Child job is created inside a folder

Post Reply
PdFUser5000
Member
Posts: 144
Joined: Fri Jun 12, 2020 11:23 am

Child job is created inside a folder

Post by PdFUser5000 »

Script input is an html document with a link to a webpage.
The script uses puppeteer webscrapper to download a zip file from the webpage.
This file is downloaded to a folder on the desktop.
Now when i create a child job from that folder, the output job is the downloaded zip file inside a job folder called "zip", since i am using that path in the createChild function.

Is this expected behaviour, since i am not downloading to a temp path? I tried to use tmp similar as in here https://github.com/EnfocusSW/webShop/blob/main/main.ts but then the function waitUntilDownload fails and the download is cancelled.

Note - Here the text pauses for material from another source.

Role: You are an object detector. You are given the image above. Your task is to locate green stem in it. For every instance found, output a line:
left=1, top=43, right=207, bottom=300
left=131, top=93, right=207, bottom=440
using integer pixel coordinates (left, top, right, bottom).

I can remove the folder with job dismantler and everything is ok, but i was just wondering if there is a way to get the downloaded zip file without the folder as a child job?

Code: Select all

import { time } from "console";

const puppeteer = require('puppeteer');
const fs = require('fs');
const path = require('path');
const { execSync } = require('child_process');


async function jobArrived(s: Switch, flowElement: FlowElement, job: Job) {
//Get access to incoming switch job
    let inputjob = await job.get(AccessLevel.ReadWrite); 
//Launch Puppeteer browser
    const browser = await puppeteer.launch({
        headless:false,
        defaultViewport: null,  
    });

   try {
//Create new page 
        const page = await browser.newPage();  
    
// Read HTML file and extract URL
        const htmlContent = fs.readFileSync(inputjob, 'utf8');
        const urlMatch = htmlContent.match(/https?:\/\/[^\s"'<>]+/);
        const url = urlMatch ? urlMatch[0] : null;
        //await job.log(LogLevel.Info, url);   
    
        if (!url) {
            await job.log(LogLevel.Error, 'No URL found in HTML document. Url is ' + url);
            await browser.close();
            return;
        }

// Set download path to desktop/ZIP folder

        const desktopPath = path.join(require('os').homedir(), 'Desktop');
        const zipFolder = path.join(desktopPath, 'ZIP');  
        
        if (!fs.existsSync(zipFolder)) {
            fs.mkdirSync(zipFolder, { recursive: true });
        }


// Configure download behavior - allow
        await page._client().send('Page.setDownloadBehavior', {
            behavior: 'allow',
            downloadPath: zipFolder
        });    
        // Navigate to URL
        await page.goto(url);        
        //wait for button 
        await page.waitForSelector('body > app-root > div > span > app-header > div > nav > div.download-project', { timeout: 10000 });
        // Click the "Download Project" button
        await page.click('body > app-root > div > span > app-header > div > nav > div.download-project');    
  
// Wait for download to complete
    async function waitUntilDownload(page: any, fileName = '', timeoutMs = 60000) {
        return Promise.race([
            new Promise((resolve, reject) => {
                page._client().on('Page.downloadProgress', (e: any) => {
                    if (e.state === 'completed') {
                        resolve(fileName);
                    } else if (e.state === 'canceled') {
                        reject(new Error('Download canceled'));
                    }
                });
            }),
            new Promise((_, reject) => {
                setTimeout(() => {
                    // ensure browser is closed on timeout, then reject
                    browser.close().catch(() => {}).finally(() => {
                        reject(new Error(`Download timeout after ${timeoutMs}ms`));
                    });
                }, timeoutMs);
            })
        ]);
    }


    await waitUntilDownload(page, '', 60000);
    const newjob = await job.createChild(zipFolder)
    await newjob.sendToData(Connection.Level.Success);
    await job.sendToNull();
    // Remove the downloaded file
    const files = fs.readdirSync(zipFolder);
    for (const file of files) {
    const filePath = path.join(zipFolder, file);
    fs.unlinkSync(filePath);
    }


    //Close browser
    await browser.close();
    //await job.log(LogLevel.Info, 'File downloaded to:' + zipFolder);

        
}

catch (err) {
    const errorMessage = err instanceof Error ? err.message : String(err);
    await job.log(LogLevel.Error, errorMessage);
    await browser.close();
    await job.sendToData(Connection.Level.Warning);
      }

}
freddyp
Advanced member
Posts: 1173
Joined: Thu Feb 09, 2012 3:53 pm

Re: Child job is created inside a folder

Post by freddyp »

Code: Select all

const newjob = await job.createChild(zipFolder)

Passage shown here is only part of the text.